Maaxboard (imx8mq_evk) networking performance

Hi all,

I am a total noob to Genode (finding it pretty cool so far though) and have recently been trying to run some simple network benchmarks on the Avnet Maaxboard (same SoC as the IMX8MQ_EVK), with KERNEL=hw. When I measure, I’m seeing some low numbers and am wondering if I’m doing something wrong or can make any changes to improve performance.

In my setup, the Genode system acts as an echo server that echoes packets back to a load generator, which measures the throughput and latency achieved. In my runs of the test, I can only achieve a maximum throughout of around 100Mbps before it seems to max out despite the NIC supporting 1Gbps, and if I try to push it to higher throughputs (like 300 Mbps), I see a whole bunch of

[init -> nic] handle_rx: uplink saturated, dropping packet

logs from the NIC driver and there is a performance collapse (probably in part due to all the logs).

My benchmarking setup on Genode consist of the following components:

Echo server <--> Uplink <--> <Nic>

where the client is the echo server found in libports/src/test/lwip/udp/server.

I’ve tried turning up the optimisation level following Genode Compilation Flags - Optimization - users - lists.genode.org, but this didn’t make much difference. Does anyone have any other suggestions for things I could try to improve the performance?

I was thinking increasing the sizes of the queues between the NIC/uplink and Client/Uplink, but I wasn’t too sure what the right way of doing this was. Another thing that might be useful is to measure the CPU utilisation, but I’m not too sure how to do this in the minimal example I have set up.

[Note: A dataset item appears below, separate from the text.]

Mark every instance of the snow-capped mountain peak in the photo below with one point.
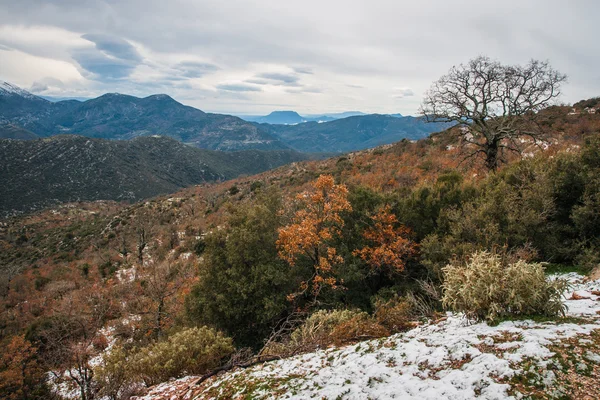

If anyone could point me to an example that shows how this can be done, that would also be very much appreciated.

Thanks!

Edit: I also ran the netperf-lwip benchmark and am getting around 250Mbps for each direction with the TCP stream benchmarks. Not really sure how to interpret this, should I be expecting roughly double what I see with the echo server because the netperf benchmarks are unidirectional?

I encountered a similar issue during network tests on Genode with x86. In the QEMU environment, the bandwidth would saturate, and I would see similar log messages from the NIC driver. However, when I ran the same test on real hardware, the problem was resolved. For this reason, I believe it’s likely a driver-related issue or a low-level limitation.

I think your assumption is correct, and you should work on the structure of the input and output queues. However, it seems that the issue is related to the rx and tx queues at the driver level, not the interface between the driver and the NIC router.

This may be a stupid question, but have you tried it with the Nova kernel?

From what I can see, the Genode support for Nova currently only extends to x86_64 and x86_32. I tried building my example with KERNEL=nova and the build failed.

I had the feeling it was a dumb question. :wink:

The reason I think it is because of the queues between the NIC/uplink or uplink/echo server (or something else related to these components) is because the message says that the uplink is saturated, which results in the packet being dropped. To me, this suggests that the NIC can keep up fine and is receiving packets, but that the the uplink/echo server is unable to consume these at a fast enough rate. This results in the queues becoming full, and the driver drops received packets because it has nowhere else to put them.

Edit: Additionally, my understanding is that the NIC driver is transplanted from the Linux kernel, and running a similar echo server benchmark on Linux (albeit 6.1.0) achieves a maximum throughout of close to 600Mbps.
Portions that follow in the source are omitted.